DQN reinforcment learning network won't train

I have a project to use DQN/RL to search an n dimensional space for the “best” solution - the best solution is defined by a single real number for the reward. The plan is that new, but similar searches will need to be done from time to time, and if we can train a RL/DQN on some general cases, it should make the search for a new-related case faster using the trained network. We are looking at perhaps 300,000 possible solutions, a 16 dimensional space, something like a:

4x3x3x2x2x2x2x2x2x2x2x2x2x2x2x2 space.

One important issue is that the calculation of the reward is very, very expensive (minutes), so while we could train the network, running many, many models, we like to then find the best solution to the new, similar problem much faster, using the pre trained network.

I’ve adapted a solution to the frozen lake example:

[https://github.com/hamedmokazemi/DeepQLearning_FrozenLake_1]

as this also is a space search. Important difference are that the input to the frozen lake is one hot encoded. I needed to make this just binary, as there are 300,000 possible solutions to my problem, while the frozen lake only has 16. The output of our DQN is, like the frozen lake the best action. Below is the model definition (for this simpler model, I only have a 4 dimensional space, 3x3x3x3 = 81 possible solutions.

def buildmodel(self):

initializer = tf.keras.initializers.RandomUniform(minval=0., maxval=1.)

model=Sequential()

model.add(Dense(50, input_dim=env.bin_state_size, activation=‘relu’,kernel_initializer=initializer))

model.add(Dense(50, activation=‘linear’,kernel_initializer=initializer))

model.add(Dense(self.action_size, activation=‘linear’))

model.compile(loss=‘mse’, optimizer=Adam(lr=self.learning_rate))

return model

Pretty similar to frozen lake, but two layers, I increase the # of nodes to 50 (as the problem is a little bigger).

My problem is that this refuses to train. After a few episodes, the prediction for any state is the same action. Which action seems to depend on the initial conditions, but it will just keep selection, e.g., action = 1 over and over. If I look at predictions for different states, they all prediction the same action.

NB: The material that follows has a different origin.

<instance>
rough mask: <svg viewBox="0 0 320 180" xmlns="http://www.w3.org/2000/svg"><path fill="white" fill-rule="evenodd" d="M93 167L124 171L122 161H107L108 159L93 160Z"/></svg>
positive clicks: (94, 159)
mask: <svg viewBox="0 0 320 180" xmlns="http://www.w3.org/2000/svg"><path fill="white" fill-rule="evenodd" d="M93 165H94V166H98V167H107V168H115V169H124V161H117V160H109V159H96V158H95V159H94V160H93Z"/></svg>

The rewards are different but the argmax(actions) is always the same.

Really stuck here, I don’t think it is overtraining (but tried drop out anyway, didn’t help), have tried more node/more layers, linear tanh activation.

Interestingly this, all works just find for 3 dimensions, but then fails at 4 dimensions. Note that frozen_lake is 2 dimensions.

Any suggestions would be greatly appreciated. I’d be happy to put the code on github if some generous person would like to look at it.

thanks

Mark